Could someone give me a hint on how I should show that the power method applied to $(A - \lambda_1 I)q$ leads to an approximation of $\lambda_2$, where $q$ is an arbitrary vector, assuming that we know $\lambda_1$ and $v_1$ (the eigenvector corresponding to $\lambda_1$).
I think I can write $q = a_1v_1 + a_2 v_2 + \ldots, a_nv_n$ and use this somehow, but unfortunately I haven't been able to get any useful results..
Edit: Apparently, applying the power method to $(A - \lambda_1I)q$ does in fact lead to approximating $\lambda_2$; at least this article says it does on page $3$.
Furthermore, I think I can rewrite $(A - \lambda_1I)q$ as $$(A - \lambda_1I)q = a_2\lambda_2v_2 + a_3\lambda_3v_3 + \ldots + a_n\lambda_nv_n - \lambda_1(a_2v_2 + a_3v_3 + \ldots + a_nv_n) =\\-(a_2v_2 + \ldots + a_nv_n) + (\dfrac{\lambda_2}{\lambda_1}a_2v_2 + \dfrac{\lambda_3}{\lambda_1}a_3v_3 + \ldots)$$ Is this the right way to go?

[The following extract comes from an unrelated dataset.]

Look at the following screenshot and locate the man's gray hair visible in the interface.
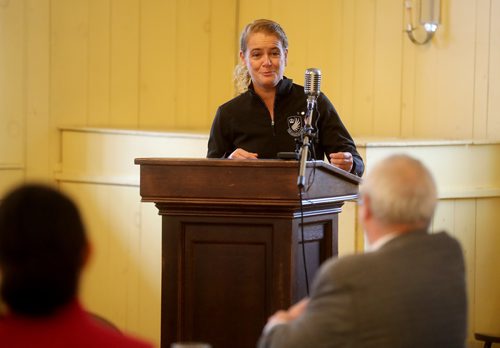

Your reference is suggesting that you construct a vector which lies in $\mathrm{span}(\{ v_2,\dots,v_n \}) \setminus \mathrm{span}(\{ v_3,\dots,v_n \})$. That is, it should be of the form $\sum_{i=2}^n c_i v_i$ where $c_2 \neq 0$. In principle this condition can be checked by considering the left eigenvectors, like your reference suggests. But this is not usually done except when the eigenvectors of $A$ are orthogonal.
Once you have constructed the initial vector, you still run power iteration with $A$, not with $A-\lambda_1 I$. You construct the initial vector by using $A-\lambda_1 I$ to "kill" the component in the direction of $v_1$ of whatever $x_0$ you started with. Then your sequence of iterates is $A^n(A-\lambda_1 I)x_0,n=0,1,\dots$. This will indeed converge to an eigenvector of $A$ with eigenvalue $\lambda_2$ (with the caveats given in the reference).
Power iteration with $A-\lambda_1 I$ will generally work, providing you with a different eigenvector of $A$ than the one you already found. But the corresponding eigenvalue will almost never be $\lambda_2$. In fact it will be $\min_i \lambda_i$ if $\lambda_1>0$ or $\max_i \lambda_i$ if $\lambda_1<0$.